Cameron Campbell and Bijia Chen published a paper “Nominative Linkage of Records of Officials in the China Government Employee Dataset-Qing (CGED-Q)” in Historical Life Course Studies. It shares their experience with nominative linkage in the CGED-Q. It is intended to be useful to others who are engaged in large-scale, automated nominative linkage (disambiguation) of individuals in historical Chinese-language sources.
While the approach that they arrived at after many iterations may be specific to the CGED-Q and its contents, the summary of the challenges will be of broader interest, and the methods should at least be a roadmap for others with related projects.
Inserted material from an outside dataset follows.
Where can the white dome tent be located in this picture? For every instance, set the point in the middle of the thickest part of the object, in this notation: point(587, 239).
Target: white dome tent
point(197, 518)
Major issues the paper documents and then addresses include the use of variant orthographies for the same character in different editions or sources, replacement of characters with ones that look similar but are actually completely different, replacement of characters with homophones, inconsistencies in the writing of the names of counties, and changes in boundaries that led the same county to be associated with different provinces in different sources or editions.
The complete tabulations that are the basis of the tables in the paper are also available. These include the frequencies of surnames and given names in the CGED-Q JSL, and the frequencies of discordance across record of the same individual in the recording of surnames, characters in given names, and place of origin. The tabulations can be downloaded at the HKUST and Harvard Dataspaces:
Those not specifically interested in linkage may still be interested in the tabulations of surnames and characters in given names.
Footnote 21 on page 245 states that “Huguang湖廣” refers to “Hunan and Guangdong”. Ma Ziyao has written to point out that “In most cases, however, it has been a legacy term for Hubei and Hunan. The “guang” here originally comes from Guangxi during the Yuan but should not be mistaken for the Qing-era Liangguang兩廣 region to the south of Hunan.” We are grateful to Ma Ziyao for bringing this to our attention.